宮田氏が講演の時に紹介した「Substrate」(基板)と名付けられた作品は、セピア色の影付きの線分を一定規則で他の線分に交わるまで書くことを繰り返すもの。完成された作品は基板というか、衛星視点の街並みのような絵になる。

「Substrate」の実行例

「Box Fitting」の実行例。こちらは平面をランダムな四角形で埋め尽くすだけのもの。ただ、配色に一定の規則性が表れるため、心地よい模様になる

「Bubble Chamber」の実行例。細菌のような有機的な形状が現れる

筆者が興味深かったのは、「Invader Fractal」という作品。これは、左右対称のドット画をランダムな大きさで生成し、これを前出の「Box Fitting」の要領で敷き詰めていくもの。ランダムで生成しているはずなのに、どこかで見たことのあるドット画も出てきたりするのが面白い。ドット画は5ビット×3の15ビットのランダムな塗りつぶしの鏡像なので32768タイプのインベーダー風のドット画が出現させられるとのことになる。これは「レトロなゲームキャラクタのドット画は数ドットからなるドットパターンの左右対称形である」という知識を形式化した立派なプロシージャルテクニックだ。

「Invader Fractal」の実行例。
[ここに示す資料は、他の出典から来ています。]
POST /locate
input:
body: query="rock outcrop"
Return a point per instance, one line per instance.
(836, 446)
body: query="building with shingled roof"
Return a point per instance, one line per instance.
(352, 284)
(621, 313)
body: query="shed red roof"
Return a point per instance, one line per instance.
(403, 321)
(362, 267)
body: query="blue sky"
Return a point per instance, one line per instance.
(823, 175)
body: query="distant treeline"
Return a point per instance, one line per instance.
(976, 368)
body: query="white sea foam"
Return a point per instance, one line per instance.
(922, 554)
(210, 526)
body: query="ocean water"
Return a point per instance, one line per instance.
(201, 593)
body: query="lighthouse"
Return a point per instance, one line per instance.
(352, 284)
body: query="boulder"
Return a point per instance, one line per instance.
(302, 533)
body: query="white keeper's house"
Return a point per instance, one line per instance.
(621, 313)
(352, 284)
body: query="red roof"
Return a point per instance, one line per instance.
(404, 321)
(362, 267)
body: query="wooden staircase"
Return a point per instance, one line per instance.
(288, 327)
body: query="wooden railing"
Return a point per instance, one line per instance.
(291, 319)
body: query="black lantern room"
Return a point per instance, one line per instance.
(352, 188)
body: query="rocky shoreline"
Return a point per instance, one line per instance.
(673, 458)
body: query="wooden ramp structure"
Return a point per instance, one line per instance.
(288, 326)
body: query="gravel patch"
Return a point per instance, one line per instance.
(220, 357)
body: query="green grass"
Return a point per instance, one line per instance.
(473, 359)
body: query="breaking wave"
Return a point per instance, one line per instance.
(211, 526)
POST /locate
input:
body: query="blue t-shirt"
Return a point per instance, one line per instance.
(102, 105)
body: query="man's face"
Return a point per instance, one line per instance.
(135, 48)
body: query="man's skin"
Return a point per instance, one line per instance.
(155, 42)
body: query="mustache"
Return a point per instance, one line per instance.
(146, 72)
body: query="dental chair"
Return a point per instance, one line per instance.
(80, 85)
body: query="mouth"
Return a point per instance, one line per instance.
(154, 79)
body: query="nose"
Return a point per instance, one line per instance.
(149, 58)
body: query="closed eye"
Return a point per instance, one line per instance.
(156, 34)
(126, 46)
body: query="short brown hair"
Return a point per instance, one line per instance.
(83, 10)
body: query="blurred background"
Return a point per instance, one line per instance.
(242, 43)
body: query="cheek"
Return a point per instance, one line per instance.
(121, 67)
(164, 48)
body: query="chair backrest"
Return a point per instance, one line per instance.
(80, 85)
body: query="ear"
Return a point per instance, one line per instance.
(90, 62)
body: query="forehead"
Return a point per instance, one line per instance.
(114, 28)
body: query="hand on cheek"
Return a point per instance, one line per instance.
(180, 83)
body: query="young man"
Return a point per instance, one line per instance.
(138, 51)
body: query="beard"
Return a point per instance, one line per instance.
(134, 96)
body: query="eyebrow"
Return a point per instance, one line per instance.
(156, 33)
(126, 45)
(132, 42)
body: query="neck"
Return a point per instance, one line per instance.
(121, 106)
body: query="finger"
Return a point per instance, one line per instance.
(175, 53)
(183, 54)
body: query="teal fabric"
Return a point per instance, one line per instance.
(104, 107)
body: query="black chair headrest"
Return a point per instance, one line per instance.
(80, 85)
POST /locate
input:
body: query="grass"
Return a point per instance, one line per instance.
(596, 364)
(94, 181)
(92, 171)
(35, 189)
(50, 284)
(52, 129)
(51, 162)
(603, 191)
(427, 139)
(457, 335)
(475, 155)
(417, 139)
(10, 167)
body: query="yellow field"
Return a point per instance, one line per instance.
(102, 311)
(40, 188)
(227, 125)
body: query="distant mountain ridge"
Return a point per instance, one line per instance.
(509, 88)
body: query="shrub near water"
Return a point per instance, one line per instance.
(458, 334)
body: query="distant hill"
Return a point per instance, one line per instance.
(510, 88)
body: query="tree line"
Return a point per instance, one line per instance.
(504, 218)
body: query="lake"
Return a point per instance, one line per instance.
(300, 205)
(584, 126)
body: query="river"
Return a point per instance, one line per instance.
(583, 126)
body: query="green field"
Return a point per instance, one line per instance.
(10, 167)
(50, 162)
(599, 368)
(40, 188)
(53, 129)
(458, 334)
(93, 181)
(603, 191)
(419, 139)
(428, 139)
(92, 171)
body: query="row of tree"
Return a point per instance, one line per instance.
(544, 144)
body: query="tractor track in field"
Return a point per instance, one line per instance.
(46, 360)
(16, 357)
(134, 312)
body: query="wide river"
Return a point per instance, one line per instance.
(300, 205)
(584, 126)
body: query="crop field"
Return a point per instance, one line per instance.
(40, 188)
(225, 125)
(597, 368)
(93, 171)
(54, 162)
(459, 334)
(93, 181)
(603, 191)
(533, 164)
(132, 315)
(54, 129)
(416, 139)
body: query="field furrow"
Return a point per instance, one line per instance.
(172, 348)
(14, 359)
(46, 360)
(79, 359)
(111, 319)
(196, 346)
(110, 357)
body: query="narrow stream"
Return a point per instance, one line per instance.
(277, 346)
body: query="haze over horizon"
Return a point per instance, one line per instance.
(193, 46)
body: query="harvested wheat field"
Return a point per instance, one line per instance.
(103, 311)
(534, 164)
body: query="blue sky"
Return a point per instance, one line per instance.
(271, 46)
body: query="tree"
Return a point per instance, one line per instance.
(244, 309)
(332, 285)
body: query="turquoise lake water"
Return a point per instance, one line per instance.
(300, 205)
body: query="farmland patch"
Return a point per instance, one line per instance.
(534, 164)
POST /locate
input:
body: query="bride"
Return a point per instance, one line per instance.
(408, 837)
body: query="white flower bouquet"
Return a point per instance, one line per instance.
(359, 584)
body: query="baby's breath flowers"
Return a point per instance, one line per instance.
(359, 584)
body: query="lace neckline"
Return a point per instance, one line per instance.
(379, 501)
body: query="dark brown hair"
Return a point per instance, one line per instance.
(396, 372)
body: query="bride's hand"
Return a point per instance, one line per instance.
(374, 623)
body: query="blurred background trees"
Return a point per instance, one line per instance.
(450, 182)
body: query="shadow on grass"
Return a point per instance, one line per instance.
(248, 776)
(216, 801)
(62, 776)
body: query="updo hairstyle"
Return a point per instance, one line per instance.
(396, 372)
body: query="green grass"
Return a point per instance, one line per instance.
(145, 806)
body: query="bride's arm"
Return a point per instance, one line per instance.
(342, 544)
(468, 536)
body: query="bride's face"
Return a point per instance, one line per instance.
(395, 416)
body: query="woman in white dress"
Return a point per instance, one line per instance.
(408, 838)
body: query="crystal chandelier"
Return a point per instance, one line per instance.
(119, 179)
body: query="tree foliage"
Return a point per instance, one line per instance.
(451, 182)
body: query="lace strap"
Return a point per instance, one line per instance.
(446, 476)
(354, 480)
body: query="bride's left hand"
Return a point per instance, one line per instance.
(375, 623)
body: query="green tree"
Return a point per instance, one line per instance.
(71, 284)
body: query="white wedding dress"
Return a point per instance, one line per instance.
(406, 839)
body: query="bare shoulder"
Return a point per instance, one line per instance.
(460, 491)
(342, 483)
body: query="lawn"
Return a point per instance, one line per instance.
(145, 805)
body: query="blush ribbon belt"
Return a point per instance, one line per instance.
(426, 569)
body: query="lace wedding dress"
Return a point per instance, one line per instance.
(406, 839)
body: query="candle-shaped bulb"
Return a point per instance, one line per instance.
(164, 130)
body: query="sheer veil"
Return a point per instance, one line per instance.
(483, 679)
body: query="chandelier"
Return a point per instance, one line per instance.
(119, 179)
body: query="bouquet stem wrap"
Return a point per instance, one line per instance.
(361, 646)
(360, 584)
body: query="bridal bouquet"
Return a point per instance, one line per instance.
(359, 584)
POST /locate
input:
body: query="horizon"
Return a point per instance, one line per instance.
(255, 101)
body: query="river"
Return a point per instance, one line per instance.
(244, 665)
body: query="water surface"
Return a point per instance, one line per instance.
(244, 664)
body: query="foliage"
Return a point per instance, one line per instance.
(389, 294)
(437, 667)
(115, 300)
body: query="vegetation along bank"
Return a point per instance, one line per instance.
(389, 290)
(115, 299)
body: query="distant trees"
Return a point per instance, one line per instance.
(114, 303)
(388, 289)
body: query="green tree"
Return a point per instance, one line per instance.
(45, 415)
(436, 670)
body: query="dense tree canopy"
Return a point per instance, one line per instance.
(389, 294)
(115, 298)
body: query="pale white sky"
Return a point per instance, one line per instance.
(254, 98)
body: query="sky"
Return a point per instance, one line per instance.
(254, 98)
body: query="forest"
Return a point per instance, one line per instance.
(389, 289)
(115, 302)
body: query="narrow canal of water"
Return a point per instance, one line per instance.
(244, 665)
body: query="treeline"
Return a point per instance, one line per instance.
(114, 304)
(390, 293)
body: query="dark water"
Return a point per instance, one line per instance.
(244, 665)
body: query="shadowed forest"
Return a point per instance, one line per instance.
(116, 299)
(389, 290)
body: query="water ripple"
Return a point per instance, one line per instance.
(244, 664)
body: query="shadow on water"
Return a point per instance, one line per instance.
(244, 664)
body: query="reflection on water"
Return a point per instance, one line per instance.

Tシャツの柄とかにもよさそう?

とにかく、大量にアップロードされており、1つ1つクリックしてみているだけでもかなり楽しい。

こちらも、3Dモデルに貼り付けるデカールテクスチャのアイディアになりそうで興味深い。

静的なアート作品と動的なキャラクター生成の中間的な位置にありそうなプロシージャル作品として、William Latham氏の作品も紹介された。William Latham氏はゲーム業界での経験も豊富で、現在もロンドン大学ゴールドスミス・カレッジで教鞭を執る傍ら、ゲーム関連コンサルティング会社GamesAuditのCEOを務めている人物。そんな彼が、考案したのは遺伝的アルゴリズム(GA)ベースで3D形状モデルを生成する仕組み。複数の基本形状の遺伝子を組み合わせたり、掛け合わせたり、あるいは突然変異をさせたりして、基本形状モデルを増殖成長させるようにして形状を形成していく。前出の反応拡散系と貝のプロシージャル生成をより複雑に実装したようなイメージだろうか。

グロテスクなデザインだが、とても有機的で複雑な形状となっているLatham氏の遺伝的アルゴリズムによるプロシージャル形状生成のテクニック

ライティングが独特なせいもあるが、とても有機的で面持ちで、臓器というかH.R.ギーガーがデザインしたようなエイリアンチックでエロチックなデザインとなるのが興味深い。

Latham氏のWebサイトには多数、この手法で生成したモデルの映像が公開されているので興味を持った人は見てみよう。